Mynah’s Boy stood on a doubled-bowed tendon at the Puerto Rico racetrack, a place where it’s said that a mediocre racehorse hasn’t a prayer in hell of making it back across the Atlantic Ocean.
His future held two possibilities: a good death, or a bad death, says Joan Dunlap, a Pennsylvania woman who spent six sad, exhausting months beating her head against the wall as she tried and failed to raise funds to get the gelding, a son of her very own cherished OTTB Mynah, to safety and properly retired.
“I was thinking it wasn’t going to happen, and I was about to send a couple hundred dollars to the track and ask them to dig him a respectable grave,” Dunlap says. “I was going to ask that they give him a sedative first, and then the final dose to put him down.”
Dam: Mynah (GB)
Foal date: Jan. 28, 2009This was her only hope for a gently and people-friendly Thoroughbred with bad legs, a bad eye, and stranded on the Puerto Rican island, where she learned during her many hours on the phone and emailing horsemen, that this racetrack, “is the very end of the road—they don’t return to the United States (mainland) from there,” she says.
“Down in Puerto Rico they don’t have a slaughter facility, and I was told they either find them a good home through their rescues down there, or they put them down at the track. Worst case is to be thrown out in the bush to fend for themselves,” she says. “Some die of starvation, and others wind up either in the hands of kids who run them on back streets, or being eaten by predators.”

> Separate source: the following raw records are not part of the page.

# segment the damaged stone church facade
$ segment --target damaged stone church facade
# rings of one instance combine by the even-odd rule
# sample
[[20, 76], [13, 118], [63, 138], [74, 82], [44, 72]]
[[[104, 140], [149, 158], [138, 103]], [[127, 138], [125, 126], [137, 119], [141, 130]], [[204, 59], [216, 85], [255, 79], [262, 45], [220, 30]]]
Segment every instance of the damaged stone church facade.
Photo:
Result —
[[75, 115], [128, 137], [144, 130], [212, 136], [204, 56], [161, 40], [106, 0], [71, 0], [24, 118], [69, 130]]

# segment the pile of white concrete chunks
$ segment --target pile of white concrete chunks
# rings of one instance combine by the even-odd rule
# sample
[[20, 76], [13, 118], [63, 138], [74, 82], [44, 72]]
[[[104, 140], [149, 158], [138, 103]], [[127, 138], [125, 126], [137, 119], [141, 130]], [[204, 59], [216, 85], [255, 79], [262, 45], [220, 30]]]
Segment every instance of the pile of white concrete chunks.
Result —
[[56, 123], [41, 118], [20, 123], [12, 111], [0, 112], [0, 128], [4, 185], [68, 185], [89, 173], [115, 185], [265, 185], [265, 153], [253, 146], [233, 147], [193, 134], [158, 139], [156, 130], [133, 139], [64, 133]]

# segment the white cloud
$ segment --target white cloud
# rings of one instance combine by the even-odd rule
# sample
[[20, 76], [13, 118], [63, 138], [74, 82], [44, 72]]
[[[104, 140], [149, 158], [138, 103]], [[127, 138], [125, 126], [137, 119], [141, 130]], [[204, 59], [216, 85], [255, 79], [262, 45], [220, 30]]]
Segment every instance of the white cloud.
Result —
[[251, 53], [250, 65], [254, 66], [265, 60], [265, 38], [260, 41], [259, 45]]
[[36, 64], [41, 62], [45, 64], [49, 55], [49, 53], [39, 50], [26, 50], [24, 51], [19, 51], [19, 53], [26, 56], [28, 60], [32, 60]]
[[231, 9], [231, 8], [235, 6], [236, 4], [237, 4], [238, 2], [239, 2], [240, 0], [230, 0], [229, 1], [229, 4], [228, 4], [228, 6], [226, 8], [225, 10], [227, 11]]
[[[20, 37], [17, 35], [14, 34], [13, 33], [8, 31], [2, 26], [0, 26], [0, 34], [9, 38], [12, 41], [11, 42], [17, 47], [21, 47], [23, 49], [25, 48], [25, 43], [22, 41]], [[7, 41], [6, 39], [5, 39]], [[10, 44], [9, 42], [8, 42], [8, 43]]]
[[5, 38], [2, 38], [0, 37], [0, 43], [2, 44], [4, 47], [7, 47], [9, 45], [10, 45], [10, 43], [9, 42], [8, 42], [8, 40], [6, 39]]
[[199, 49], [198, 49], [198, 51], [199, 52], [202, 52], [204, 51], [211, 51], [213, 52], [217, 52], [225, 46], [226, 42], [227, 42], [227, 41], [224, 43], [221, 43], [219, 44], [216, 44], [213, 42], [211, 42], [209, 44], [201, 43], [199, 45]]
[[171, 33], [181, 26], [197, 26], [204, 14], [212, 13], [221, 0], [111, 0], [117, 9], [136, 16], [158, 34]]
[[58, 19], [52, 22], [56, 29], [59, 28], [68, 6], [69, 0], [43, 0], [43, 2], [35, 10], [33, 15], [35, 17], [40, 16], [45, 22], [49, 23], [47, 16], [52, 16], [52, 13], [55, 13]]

Try as she did to raise funds to fly the Kentucky bred back and find a safe landing, she received more pushback than sympathy from Thoroughbred advocates who, though kind, pointed out that there were so many horses in need on the mainland that saving Mynah’s Boy seemed a much lower priority.
“People didn’t believe he was worth the money or the support,” she says. “But I disagreed. This horse was bred in Kentucky and … just because he’s a low-end horse, and not a Derby winner, made no difference to me.”
But unable to shoulder the cost of transporting the horse herself, or offer him a place to live, Dunlap was resigned to sending a couple hundred dollars so his owners—who were always cooperative and helpful throughout the process— could put her mare’s fifth foal to sleep.
And then in early May 2015, as Thoroughbred fans around the country turned their attention to the fabled Kentucky Derby, a Thoroughbred advocate with a reputation for being able to “move mountains” intervened.
Marlene Murray of the Thoroughbred charity R.A.C.E. Fund (Retirement Assistance and Care for Equines) contacted Dunlap and offered to mobilize her vast network to bring back Mynah’s Boy.
“She told me she believed that just because a horse may not be a potential sport horse after they’re done racing, that they still have value,” says Dunlap, adding that in the process, she and Murray were able to garner enough support to pay $3,000 to get the gelding flown back, quarantined, and stalled comfortably near Dunlap in Pennsylvania.
“The owner gave the horse away for free and we got that horse out of Puerto Rico in June,” she says, adding that she was told afterwards by rescue workers in Puerto Rico that this was the first time they’d seen a Thoroughbred like Mynah’s Boy make it out. “They told me this never happens,” she says.
Dunlap was reunited with Mynah’s Boy over the summer; her face lighting up with pure joy to see the fifth foal of her OTTB Mynah, safe and happy.
He may not have been the most competitive racehorse on the track, and his injuries will hobble his chances as a riding horse, but Mynah’s Boy still mattered. And after three years of monitoring the horse from afar, and six months of trying, her mare’s fifth foal now has a chance to just be a horse. A chance few if any get after they ship to Puerto Rico.
“Because of his injuries, we knew that he was not really adoptable, and probably not rideable. He’s only 6. But I believed he deserved a chance anyway,” she says. “None of this would have happened without Marlene Murray and a team of incredible people who stepped forward” to deal Mynah’s Boy a better hand than ignoble death in a land far from his birth.